At the beginning of the year, the three best-performing stocks of 2015 were showing signs of technical fatigue, and the charts suggested they were preparing for a correction. Shares of Netflix (NFLX) , Amazon (AMZN)  and Activision Blizzard (ATVI) went on to decline 30% over the next month, but since making their February lows, they've formed important basing patterns, indicating that the corrective action is over and they are ready to return to their previous positive trends.

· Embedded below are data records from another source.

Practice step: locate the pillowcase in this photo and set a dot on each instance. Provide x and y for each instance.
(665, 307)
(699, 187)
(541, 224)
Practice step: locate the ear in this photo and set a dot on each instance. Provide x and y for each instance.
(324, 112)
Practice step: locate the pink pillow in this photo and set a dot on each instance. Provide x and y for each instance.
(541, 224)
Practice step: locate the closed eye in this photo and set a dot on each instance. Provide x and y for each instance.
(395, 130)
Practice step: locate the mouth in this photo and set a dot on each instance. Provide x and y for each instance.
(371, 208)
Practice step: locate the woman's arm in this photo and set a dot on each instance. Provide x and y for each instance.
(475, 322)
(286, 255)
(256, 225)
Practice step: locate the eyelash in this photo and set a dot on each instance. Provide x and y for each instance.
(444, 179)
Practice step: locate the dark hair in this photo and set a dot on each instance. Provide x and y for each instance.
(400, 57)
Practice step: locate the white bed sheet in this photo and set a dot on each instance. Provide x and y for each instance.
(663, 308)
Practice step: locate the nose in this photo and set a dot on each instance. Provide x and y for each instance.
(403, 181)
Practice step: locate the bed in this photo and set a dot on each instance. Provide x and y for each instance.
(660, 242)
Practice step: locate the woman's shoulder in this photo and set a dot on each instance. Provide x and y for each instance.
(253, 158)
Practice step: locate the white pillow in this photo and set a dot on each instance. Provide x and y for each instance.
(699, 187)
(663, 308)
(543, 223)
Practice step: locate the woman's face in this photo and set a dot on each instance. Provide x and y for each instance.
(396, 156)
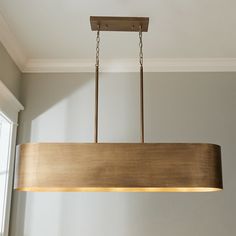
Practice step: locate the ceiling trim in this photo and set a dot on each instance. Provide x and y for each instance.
(13, 48)
(131, 65)
(9, 41)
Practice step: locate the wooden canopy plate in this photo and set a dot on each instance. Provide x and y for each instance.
(108, 23)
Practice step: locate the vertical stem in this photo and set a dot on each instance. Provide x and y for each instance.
(96, 105)
(141, 104)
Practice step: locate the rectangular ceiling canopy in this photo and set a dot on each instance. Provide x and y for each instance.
(108, 23)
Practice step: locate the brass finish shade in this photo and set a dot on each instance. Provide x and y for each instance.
(115, 167)
(118, 167)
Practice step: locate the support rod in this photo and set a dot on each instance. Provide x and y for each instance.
(141, 104)
(96, 104)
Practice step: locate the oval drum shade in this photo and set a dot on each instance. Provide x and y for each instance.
(124, 167)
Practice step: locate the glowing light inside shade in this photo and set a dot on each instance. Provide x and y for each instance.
(89, 189)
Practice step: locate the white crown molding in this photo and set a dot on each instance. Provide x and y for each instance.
(131, 65)
(9, 42)
(117, 65)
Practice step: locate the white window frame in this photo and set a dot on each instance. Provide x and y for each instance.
(10, 108)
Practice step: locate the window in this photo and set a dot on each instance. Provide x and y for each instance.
(9, 108)
(5, 155)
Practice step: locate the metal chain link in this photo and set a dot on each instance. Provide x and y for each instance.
(97, 46)
(140, 46)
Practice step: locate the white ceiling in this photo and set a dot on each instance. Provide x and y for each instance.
(59, 30)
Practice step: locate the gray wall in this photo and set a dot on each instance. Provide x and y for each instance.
(9, 72)
(179, 107)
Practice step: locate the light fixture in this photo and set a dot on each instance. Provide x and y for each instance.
(123, 167)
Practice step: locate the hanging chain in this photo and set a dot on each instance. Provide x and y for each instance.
(97, 45)
(140, 46)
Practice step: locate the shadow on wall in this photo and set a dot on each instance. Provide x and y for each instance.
(40, 92)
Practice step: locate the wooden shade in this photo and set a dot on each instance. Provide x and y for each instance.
(126, 167)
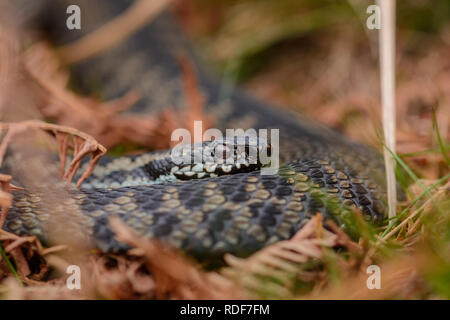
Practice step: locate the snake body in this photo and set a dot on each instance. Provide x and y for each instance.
(239, 212)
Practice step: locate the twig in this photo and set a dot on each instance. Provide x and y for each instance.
(387, 68)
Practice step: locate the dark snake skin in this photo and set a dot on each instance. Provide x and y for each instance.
(321, 170)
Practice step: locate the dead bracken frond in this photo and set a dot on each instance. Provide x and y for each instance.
(174, 275)
(286, 260)
(82, 145)
(28, 254)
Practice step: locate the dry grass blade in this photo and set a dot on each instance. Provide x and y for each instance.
(83, 144)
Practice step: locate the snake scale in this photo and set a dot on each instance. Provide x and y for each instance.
(237, 213)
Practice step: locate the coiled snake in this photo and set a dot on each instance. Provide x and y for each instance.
(239, 212)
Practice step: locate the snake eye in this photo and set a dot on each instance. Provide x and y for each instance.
(222, 151)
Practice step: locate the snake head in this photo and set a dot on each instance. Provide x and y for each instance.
(218, 157)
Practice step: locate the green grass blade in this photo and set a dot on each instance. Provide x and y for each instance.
(397, 218)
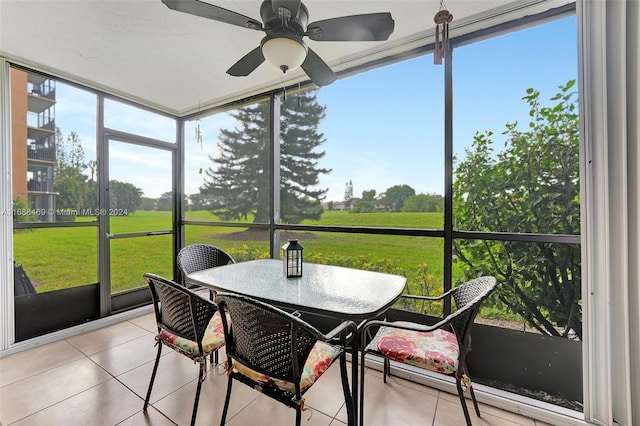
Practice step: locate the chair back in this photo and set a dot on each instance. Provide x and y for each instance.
(265, 338)
(197, 257)
(179, 310)
(467, 298)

These stocks have a history of leadership and outperformance, and the formation of the important technical reversal patterns and confirmed breakouts detailed in the following analysis is key to the sustainability and progression of the recent positive price action in the broader market.

Activision Blizzard

 

At the end of last year, Activision was moving in a small horizontal channel above a four-month rising trend line. At the same time, moving average convergence/divergence was in bearish divergence to the price action, and Chaikin money flow had dipped into negative territory. The stock broke below the uptrend line and its 50-day moving average, quickly dropping under the 200-day average before forming a large hammer candle that marked the end of the decline.

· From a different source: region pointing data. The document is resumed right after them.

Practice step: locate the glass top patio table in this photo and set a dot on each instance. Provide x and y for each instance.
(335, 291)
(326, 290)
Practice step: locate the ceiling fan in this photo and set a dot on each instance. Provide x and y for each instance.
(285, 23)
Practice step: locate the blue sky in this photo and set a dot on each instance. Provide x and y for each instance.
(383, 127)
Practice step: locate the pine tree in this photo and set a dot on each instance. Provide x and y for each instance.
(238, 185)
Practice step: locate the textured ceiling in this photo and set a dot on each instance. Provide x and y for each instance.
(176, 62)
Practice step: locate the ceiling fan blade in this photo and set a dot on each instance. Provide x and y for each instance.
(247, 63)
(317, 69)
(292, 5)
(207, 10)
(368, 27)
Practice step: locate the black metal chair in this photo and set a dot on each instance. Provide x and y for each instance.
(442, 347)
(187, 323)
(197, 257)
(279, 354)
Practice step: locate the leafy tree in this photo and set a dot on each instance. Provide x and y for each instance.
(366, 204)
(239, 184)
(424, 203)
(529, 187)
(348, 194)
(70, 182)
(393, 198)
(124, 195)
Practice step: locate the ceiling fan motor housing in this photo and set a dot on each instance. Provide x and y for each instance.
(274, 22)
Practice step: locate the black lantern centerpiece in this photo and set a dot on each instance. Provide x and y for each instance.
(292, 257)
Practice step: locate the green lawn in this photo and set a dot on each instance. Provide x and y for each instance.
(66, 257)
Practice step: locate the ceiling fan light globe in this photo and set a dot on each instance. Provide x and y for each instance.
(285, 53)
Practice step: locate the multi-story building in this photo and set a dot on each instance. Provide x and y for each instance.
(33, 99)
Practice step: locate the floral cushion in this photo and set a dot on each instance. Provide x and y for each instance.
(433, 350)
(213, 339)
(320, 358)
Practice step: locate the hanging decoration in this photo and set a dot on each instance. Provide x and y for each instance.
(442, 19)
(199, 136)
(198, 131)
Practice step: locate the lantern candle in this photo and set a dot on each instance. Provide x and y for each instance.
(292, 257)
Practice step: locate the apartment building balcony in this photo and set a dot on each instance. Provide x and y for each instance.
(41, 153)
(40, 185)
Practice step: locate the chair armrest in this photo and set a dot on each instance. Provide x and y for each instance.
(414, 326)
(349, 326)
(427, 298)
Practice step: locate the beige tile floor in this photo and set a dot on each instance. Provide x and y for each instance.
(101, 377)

Since then, it's formed a cup and handle reversal pattern below rim line resistance, currently intersecting in the $33 area with the 50-day moving average. In contrast to the technical action at the start of the pullback, daily moving average convergence/divergence, which is overlaid on a weekly histogram of the oscillator, is now trending higher on both timeframes. The aroon indicator, designed to identify shifts in the direction of trend by green over red line crossovers, has made a bullish crossover, and Chaikin money flow is in positive territory.

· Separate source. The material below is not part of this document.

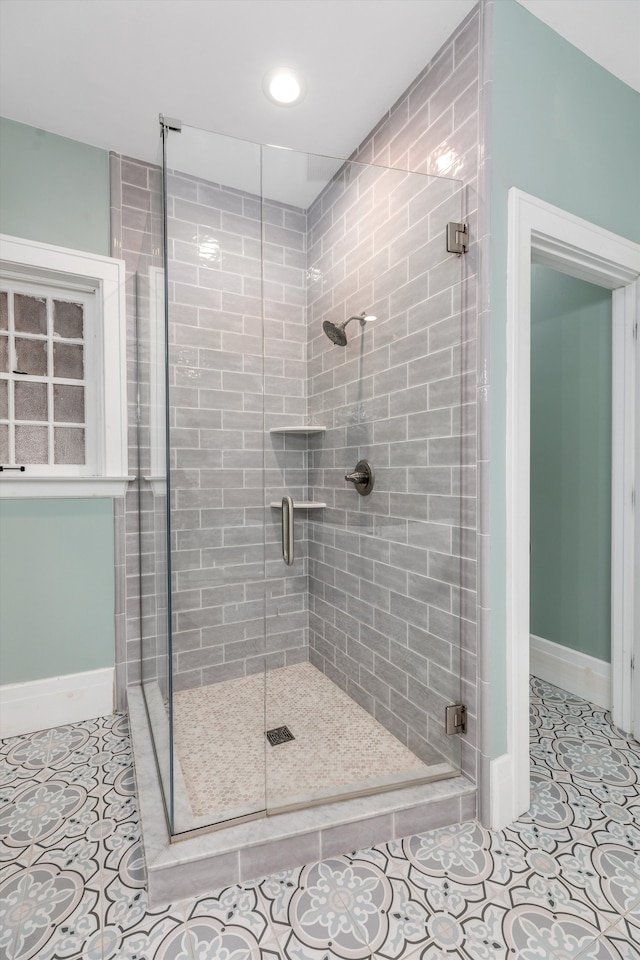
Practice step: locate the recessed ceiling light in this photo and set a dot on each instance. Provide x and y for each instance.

A successful pattern breakout projects a price target that retests the old highs.


Netflix

The Netflix decline also began after the 50-day average and a support line were taken out. The stock went on to drop below the 200-day average before forming the bottom of its own cup and handle pattern with rim line resistance at the $95 level. It was able to move above pattern resistance and retake the 50-day moving average and then come back and hold the former resistance-now-support level, a successful retest which is generally considered a healthy technical sign.

Moving average convergence/divergence is moving higher on multiple timeframes, aroon is suggesting the start of an uptrend, and the money flow index, a volume-weighted relative strength measure, has moved above its centerline.

The stock has built a solid platform from which to return to its earlier positive trajectory.


Amazon.com

The price and technical action before the Amazon breakdown resembles the pre-breakdown action on the previous charts, with horizontal price action and momentum indications in bearish divergence to price, followed by a break below the 50-day moving average and a recovery process after a breach of the 200-day average.

The basing consolidation this time, however, has taken the form of an inverse head and shoulders pattern, with neckline resistance at the $580 level. At the halfway point in the construction of the bullish reversal formation, there was a positive crossover on the moving average convergence/divergence oscillator and the aroon indicator, and Chaikin money flow trended up into positive territory. A confirmed break above the neckline projects another run back up to the old highs.

 

This article is commentary by an independent contributor. At the time of publication, the author held no positions in the stocks mentioned.